Limestone Restoration on a Stadium

Finished up a job this week on a stadium! I did not measure out all the limestone, but I would guess between 75K-100K sq ft. It is everywhere in this place, including the parking lot!

9 Likes

Had to mute it - but awesome work! Looks new again :slight_smile:

The retention walls are the money shots !

1 Like

Good work. Lose the music on the video though.

Looks good, made me want a beer and crank megadeath…

1 Like

Btw I love the music choice!

Looks great, would you mind sharing your process. I tend to shy away limestone, but have seen people like yourself have great success.

Great work! How long did it take you to complete? What equipment / Chemicals did you use and did you have help or were you flying solo?

I was going solo on the job.

I originally bid this job over 6 months ago. At that time, I had done 4-5 limestone type jobs that were residential size. Between the time I bid the stadium and when it was approved, I had done 5-6 larger commercial jobs and knew when I started the stadium that I had underbid the price and time needed to complete. When you do smaller jobs and your estimate is off a bit, you don’t really notice it much. Say a house wash that you think is 2 hours but takes 2 hours 20 minutes. Not a big deal. When you scale that to a job like this stadium, it is a big deal.
I originally projected 9 days to complete the job. It ended up taking 13 days.

The thing I have learned about limestone, it is a bit of a crap shoot. In my area, rarely is it a pressure wash situation. The mold gets deep in the pores and it can take 2,3,4 even 5 applications to kill it all. You just do not know until you start doing the work. In some areas, what I though would take 1 day did take a day. Other areas I thought would take a day ended up take 2 days.

My rig is a 8gpm hot water skid. Doesn’t really matter though (other than rinsing). Once you get the surface funk off, it is a chemical and rinse game. I do have a 12v - 2.3 gpm soft wash set-up just for chem application. I am done with pump-ups for anything other than very small or spot type stuff. I also have a traditional 7 gpm pump for roofs. I have the two pumps side by side and “t” the supply like with a 3 way ball valve so I can easily switch from one to the other using the same battery, water supply and chem supply with a DIY proportioner.

2 Likes

Alkaline then acid ? or alkaline & warm, hot water ? Details man details…

So are you pressure washing it first then going back with chemical pump? Are you downstreaming with the pressure washer? Really interested in figuring out limestone. - Thanks

Here’s a link to a website that @Racer posted awhile back on cleaning historic buildings. If you scroll down you’ll see a section about limestone. There’s also a ton of other useful information.

Here’s another thread where Rick gives the process for cleaning limestone. It’s definitely worth looking over.

6 Likes

With over 1 million sq ft last year of just this type of cleaning here is what I would do.

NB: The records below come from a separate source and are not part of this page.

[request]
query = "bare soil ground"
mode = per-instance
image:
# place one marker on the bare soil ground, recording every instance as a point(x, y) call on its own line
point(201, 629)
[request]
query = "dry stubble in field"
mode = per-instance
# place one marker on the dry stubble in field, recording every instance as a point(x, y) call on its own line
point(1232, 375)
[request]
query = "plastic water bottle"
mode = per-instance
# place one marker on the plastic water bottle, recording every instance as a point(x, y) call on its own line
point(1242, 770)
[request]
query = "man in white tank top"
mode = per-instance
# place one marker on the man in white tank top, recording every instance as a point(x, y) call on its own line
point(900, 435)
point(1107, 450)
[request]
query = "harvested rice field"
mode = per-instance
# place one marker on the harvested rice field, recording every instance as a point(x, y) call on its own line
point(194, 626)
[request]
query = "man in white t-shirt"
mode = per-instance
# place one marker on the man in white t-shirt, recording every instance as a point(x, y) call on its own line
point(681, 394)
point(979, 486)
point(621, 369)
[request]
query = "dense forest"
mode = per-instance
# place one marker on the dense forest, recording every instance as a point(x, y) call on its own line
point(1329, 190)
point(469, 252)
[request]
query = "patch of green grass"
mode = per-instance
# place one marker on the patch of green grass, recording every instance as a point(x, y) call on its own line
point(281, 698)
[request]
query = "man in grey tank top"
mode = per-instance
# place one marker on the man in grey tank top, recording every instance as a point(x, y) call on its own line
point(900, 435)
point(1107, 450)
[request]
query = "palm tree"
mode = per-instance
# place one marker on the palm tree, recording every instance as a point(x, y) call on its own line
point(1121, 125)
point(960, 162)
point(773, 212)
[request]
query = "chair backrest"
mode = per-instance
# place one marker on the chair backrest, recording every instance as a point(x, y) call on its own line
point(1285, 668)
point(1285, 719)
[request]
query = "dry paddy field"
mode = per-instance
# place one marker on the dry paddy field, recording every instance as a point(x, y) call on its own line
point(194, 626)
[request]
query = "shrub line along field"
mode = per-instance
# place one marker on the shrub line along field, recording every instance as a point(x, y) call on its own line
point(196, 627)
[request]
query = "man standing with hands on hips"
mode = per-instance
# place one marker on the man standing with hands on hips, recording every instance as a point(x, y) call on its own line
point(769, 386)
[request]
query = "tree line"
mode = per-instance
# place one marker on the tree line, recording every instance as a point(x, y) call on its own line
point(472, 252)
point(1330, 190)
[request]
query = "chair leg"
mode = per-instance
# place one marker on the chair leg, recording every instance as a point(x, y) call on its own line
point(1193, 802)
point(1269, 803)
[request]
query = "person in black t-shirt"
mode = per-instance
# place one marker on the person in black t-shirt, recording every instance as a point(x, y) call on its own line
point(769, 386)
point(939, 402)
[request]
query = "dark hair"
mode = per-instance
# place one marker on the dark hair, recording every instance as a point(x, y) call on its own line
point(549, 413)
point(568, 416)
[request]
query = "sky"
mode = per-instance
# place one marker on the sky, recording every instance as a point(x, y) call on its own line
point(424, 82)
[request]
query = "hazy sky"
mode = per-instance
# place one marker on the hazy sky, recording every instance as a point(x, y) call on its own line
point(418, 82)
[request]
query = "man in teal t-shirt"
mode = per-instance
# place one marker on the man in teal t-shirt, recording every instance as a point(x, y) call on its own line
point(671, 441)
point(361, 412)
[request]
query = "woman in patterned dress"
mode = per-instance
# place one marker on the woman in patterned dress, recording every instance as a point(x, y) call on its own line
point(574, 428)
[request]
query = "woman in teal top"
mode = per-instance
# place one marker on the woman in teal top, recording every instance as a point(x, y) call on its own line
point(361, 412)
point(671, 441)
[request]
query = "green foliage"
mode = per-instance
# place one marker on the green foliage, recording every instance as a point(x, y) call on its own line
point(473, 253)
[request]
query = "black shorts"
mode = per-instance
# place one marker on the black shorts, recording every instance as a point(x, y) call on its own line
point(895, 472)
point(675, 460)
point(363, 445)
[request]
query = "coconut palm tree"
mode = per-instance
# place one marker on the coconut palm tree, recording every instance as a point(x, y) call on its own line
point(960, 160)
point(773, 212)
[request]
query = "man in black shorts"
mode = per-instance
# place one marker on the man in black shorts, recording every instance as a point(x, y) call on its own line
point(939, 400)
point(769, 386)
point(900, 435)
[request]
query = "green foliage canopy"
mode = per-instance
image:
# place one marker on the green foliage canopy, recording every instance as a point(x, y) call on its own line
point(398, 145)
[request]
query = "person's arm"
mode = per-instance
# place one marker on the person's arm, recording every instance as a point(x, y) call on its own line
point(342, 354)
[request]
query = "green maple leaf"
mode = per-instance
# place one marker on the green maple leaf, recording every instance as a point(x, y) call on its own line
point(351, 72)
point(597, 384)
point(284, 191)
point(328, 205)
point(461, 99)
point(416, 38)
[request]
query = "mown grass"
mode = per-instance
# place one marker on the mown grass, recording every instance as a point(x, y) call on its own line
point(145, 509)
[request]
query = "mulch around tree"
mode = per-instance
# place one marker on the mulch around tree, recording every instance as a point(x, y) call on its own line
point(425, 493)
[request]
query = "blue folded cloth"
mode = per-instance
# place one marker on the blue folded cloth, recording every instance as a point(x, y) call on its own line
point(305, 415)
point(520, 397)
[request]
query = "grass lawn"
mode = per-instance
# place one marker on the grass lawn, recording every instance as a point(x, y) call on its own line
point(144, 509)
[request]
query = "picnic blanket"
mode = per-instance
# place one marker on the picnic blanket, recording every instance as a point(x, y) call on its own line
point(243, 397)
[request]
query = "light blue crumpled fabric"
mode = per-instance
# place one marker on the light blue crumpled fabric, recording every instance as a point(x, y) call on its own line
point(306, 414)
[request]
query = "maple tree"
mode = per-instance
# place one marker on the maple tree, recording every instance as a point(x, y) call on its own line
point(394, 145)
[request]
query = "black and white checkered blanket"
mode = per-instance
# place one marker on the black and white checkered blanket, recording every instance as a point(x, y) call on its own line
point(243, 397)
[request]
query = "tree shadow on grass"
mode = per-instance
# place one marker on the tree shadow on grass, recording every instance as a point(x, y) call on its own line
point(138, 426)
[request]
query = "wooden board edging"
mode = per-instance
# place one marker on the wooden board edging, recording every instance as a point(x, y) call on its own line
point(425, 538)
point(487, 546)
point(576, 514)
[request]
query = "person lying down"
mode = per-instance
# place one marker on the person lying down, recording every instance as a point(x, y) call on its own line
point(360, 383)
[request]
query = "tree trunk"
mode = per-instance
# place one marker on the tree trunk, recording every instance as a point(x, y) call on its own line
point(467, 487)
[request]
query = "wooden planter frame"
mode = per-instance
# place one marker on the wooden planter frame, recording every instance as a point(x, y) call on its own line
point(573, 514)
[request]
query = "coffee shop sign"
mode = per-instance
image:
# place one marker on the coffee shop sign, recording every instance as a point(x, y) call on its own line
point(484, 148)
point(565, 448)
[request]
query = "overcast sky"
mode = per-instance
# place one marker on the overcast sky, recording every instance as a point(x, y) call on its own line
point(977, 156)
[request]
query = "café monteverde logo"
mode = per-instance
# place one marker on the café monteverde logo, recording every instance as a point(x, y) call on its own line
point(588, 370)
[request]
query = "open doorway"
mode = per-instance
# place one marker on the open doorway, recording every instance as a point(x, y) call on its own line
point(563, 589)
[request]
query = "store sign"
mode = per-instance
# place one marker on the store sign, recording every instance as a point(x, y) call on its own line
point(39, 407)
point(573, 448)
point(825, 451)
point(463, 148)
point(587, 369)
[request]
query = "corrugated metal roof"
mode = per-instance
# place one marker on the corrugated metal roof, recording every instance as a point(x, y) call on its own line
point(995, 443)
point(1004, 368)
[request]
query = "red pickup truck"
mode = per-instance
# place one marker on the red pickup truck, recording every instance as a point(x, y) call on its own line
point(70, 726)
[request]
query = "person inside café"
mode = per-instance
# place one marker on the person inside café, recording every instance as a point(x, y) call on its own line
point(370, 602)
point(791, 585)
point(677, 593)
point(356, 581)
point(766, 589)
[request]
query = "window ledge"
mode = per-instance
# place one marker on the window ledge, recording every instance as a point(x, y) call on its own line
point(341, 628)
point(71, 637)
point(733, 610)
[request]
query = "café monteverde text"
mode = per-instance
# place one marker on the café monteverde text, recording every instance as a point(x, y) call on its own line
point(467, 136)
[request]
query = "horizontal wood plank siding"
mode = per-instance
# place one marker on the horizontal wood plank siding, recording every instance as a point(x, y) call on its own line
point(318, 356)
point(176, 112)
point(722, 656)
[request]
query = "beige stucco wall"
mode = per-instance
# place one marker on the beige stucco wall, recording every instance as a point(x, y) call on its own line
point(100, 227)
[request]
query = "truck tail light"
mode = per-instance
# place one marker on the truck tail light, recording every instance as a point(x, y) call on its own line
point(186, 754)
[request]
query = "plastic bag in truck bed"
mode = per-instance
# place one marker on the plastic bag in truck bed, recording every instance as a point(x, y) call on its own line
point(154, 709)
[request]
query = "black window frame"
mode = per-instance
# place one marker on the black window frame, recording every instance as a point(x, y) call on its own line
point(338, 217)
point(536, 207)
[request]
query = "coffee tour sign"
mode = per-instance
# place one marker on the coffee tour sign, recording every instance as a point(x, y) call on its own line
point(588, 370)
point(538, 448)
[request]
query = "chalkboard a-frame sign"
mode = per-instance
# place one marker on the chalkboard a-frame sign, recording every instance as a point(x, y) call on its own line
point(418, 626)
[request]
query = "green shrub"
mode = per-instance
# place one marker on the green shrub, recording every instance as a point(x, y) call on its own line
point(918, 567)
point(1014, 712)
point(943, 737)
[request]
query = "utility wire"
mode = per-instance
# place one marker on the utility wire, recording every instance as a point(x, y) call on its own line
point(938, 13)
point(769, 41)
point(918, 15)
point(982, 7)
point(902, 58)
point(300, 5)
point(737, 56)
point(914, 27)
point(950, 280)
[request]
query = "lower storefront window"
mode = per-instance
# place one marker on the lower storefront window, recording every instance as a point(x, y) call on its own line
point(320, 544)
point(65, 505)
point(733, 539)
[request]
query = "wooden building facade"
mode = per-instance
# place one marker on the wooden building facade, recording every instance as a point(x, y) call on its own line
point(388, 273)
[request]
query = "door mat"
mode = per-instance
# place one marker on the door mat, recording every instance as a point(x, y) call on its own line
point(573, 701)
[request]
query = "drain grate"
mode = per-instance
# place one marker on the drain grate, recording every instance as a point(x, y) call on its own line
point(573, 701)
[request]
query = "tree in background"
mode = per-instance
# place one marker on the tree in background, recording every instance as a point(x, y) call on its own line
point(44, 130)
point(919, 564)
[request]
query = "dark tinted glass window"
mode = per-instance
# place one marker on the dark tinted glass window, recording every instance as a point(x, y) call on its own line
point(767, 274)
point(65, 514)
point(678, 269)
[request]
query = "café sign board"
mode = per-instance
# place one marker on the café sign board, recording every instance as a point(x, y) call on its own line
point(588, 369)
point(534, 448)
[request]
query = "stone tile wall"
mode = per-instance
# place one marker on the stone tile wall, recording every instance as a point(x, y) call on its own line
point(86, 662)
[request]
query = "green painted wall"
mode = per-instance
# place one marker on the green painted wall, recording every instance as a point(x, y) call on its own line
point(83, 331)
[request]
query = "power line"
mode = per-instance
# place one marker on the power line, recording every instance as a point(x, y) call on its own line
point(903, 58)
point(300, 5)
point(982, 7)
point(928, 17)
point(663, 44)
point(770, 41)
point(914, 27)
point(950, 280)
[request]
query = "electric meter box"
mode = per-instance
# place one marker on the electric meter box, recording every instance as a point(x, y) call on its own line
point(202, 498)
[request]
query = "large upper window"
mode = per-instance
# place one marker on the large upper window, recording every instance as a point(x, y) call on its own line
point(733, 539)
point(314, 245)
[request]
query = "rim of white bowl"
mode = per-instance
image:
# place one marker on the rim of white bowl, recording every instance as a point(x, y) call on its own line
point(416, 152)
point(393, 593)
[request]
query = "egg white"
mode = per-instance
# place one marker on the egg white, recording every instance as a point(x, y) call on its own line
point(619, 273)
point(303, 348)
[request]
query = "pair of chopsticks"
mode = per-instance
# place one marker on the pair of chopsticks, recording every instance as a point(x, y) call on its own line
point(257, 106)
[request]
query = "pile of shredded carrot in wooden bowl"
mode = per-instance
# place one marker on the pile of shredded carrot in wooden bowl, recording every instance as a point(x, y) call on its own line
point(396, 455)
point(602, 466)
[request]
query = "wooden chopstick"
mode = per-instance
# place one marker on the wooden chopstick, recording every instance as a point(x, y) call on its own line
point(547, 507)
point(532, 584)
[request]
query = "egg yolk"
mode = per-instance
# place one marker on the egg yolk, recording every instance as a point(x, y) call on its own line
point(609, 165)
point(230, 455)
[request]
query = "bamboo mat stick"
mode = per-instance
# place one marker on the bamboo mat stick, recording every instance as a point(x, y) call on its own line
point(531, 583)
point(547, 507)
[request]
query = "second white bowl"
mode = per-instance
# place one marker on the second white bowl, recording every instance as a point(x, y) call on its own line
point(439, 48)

  1. Mid-pressure wash. Knock off all the surface mold.
  2. Apply a 4% solution via direct chem pump or hand-held pump up.
  3. Dwell 5 min - reaaply.
  4. Rinse.
  5. So steps 2-4 over and over and over until it comes clean. You can increase your SH % but I never go beyond 5-6%.

Here is what you got. Mold works it way into the pores of the stone. The initial cleaning gets the surface crap off, but leaves a gray stone behind. You have to apply chem over and over until it soaks into the pores, kills the mold and you can rinse it off. Sometimes this results in oranging of the color of the stone, but it generally goes away after a few months but not always 100%. I did a dentist office and oranged the crap out of it and 6 months later is looks fairly normal. I know the SH reacts to the iron minerals in the stone which causes the oranging but I can explain why it goes away after awhile.